To make an emphatic point about quality more than two decades ago, Lee set ablaze 150,000 of his company’s faulty mobile phones and fax machines in front of gathered employees. The bonfire embodied a relentless drive to remake Samsung into a renowned international brand alongside General Electric and Sony. It also underscored his abrasive and exacting management style, which included long meetings and pointed directives such as “change everything except your wife and children”.
After successfully putting Samsung on the map, Lee stepped down in 2008 following a bribery and tax evasion conviction, alongside allegations that he helped his children buy shares on the cheap. By then, the conglomerate spanned technology, insurance, shipbuilding and more. Lee’s controversial investments in memory chips and mobile handsets helped pave the way to challenge the dominance of Intel and Apple.
Not much should change operationally for Samsung. Lee had been incapacitated since suffering a heart attack in 2014. His son Jay Y. Lee has been quietly leading from the wings, overseeing new investments in smart-cars, next-generation 5G telecommunications, biotechnology and more.
The younger Lee also has been embroiled in legal troubles. Just two years after he was released from prison over his role in a bribery mess that led to the impeachment of South Korea’s then-president, Jay Y. is on trial again over a controversial 2015 merger between two Samsung affiliates that helped him assume greater control of Samsung Electronics.

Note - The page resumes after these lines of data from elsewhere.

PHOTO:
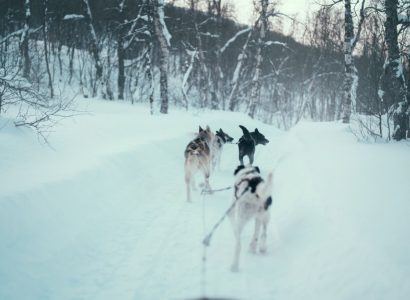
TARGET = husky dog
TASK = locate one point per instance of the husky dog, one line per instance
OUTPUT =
(252, 199)
(221, 138)
(198, 158)
(247, 143)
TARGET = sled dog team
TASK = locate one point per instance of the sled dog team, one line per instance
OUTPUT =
(252, 193)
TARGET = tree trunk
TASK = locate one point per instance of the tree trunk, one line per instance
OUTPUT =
(94, 49)
(163, 37)
(349, 67)
(25, 57)
(256, 83)
(394, 73)
(121, 52)
(46, 56)
(232, 100)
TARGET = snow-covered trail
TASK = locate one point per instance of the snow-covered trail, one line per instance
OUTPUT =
(119, 227)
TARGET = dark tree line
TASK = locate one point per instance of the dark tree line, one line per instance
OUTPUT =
(141, 50)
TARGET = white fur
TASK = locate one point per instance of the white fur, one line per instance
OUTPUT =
(250, 206)
(196, 162)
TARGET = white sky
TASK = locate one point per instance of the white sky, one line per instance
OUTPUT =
(244, 10)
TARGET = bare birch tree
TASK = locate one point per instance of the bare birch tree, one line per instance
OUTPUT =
(94, 48)
(24, 39)
(394, 72)
(163, 37)
(256, 83)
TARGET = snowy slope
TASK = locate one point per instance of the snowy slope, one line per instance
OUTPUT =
(103, 214)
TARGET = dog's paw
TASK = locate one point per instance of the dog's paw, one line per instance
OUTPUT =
(262, 250)
(234, 268)
(252, 248)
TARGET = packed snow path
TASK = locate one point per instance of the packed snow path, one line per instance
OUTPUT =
(104, 216)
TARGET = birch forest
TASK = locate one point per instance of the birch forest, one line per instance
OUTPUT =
(344, 60)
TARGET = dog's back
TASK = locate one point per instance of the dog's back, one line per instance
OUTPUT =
(198, 158)
(252, 199)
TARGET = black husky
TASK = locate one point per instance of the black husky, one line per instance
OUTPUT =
(221, 138)
(248, 142)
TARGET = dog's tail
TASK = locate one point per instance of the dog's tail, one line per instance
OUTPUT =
(266, 188)
(246, 132)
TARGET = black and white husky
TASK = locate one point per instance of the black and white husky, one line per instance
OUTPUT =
(248, 142)
(221, 138)
(252, 199)
(198, 159)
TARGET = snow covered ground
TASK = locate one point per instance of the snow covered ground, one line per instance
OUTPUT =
(102, 214)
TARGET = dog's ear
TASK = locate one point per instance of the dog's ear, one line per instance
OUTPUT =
(238, 168)
(267, 203)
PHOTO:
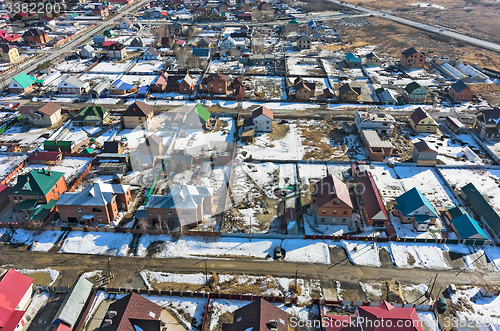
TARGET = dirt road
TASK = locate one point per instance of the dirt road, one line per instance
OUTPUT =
(127, 269)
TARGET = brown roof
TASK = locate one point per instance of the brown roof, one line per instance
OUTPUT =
(50, 108)
(262, 110)
(259, 315)
(138, 108)
(132, 310)
(331, 188)
(418, 115)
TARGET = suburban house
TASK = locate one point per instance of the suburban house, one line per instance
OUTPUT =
(100, 10)
(73, 85)
(259, 315)
(132, 312)
(374, 212)
(184, 205)
(35, 36)
(39, 186)
(87, 52)
(353, 61)
(117, 51)
(47, 115)
(382, 123)
(461, 92)
(420, 121)
(423, 154)
(372, 60)
(9, 53)
(198, 117)
(331, 201)
(304, 42)
(483, 209)
(487, 123)
(349, 94)
(368, 317)
(98, 203)
(153, 145)
(150, 54)
(465, 226)
(414, 92)
(260, 121)
(455, 125)
(138, 114)
(16, 290)
(186, 85)
(95, 115)
(73, 304)
(411, 58)
(413, 207)
(214, 84)
(377, 148)
(303, 90)
(21, 83)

At issue is a tangled web of circular and cross-shareholdings of more than a dozen company affiliates. The structure allows the family to exert control with small direct stakes. Lee, for instance, held just 4.2% of Samsung Electronics, while Jay Y. owns 0.7%. It’s unlikely that the heirs, who don’t even have board seats in many Samsung companies, can lead without an inheritance, which will be heavily taxed. Regulators are also mulling new restrictions on opaque interrelated deals. Along with an incredible corporate achievement, Lee bequeaths a giant governance mess.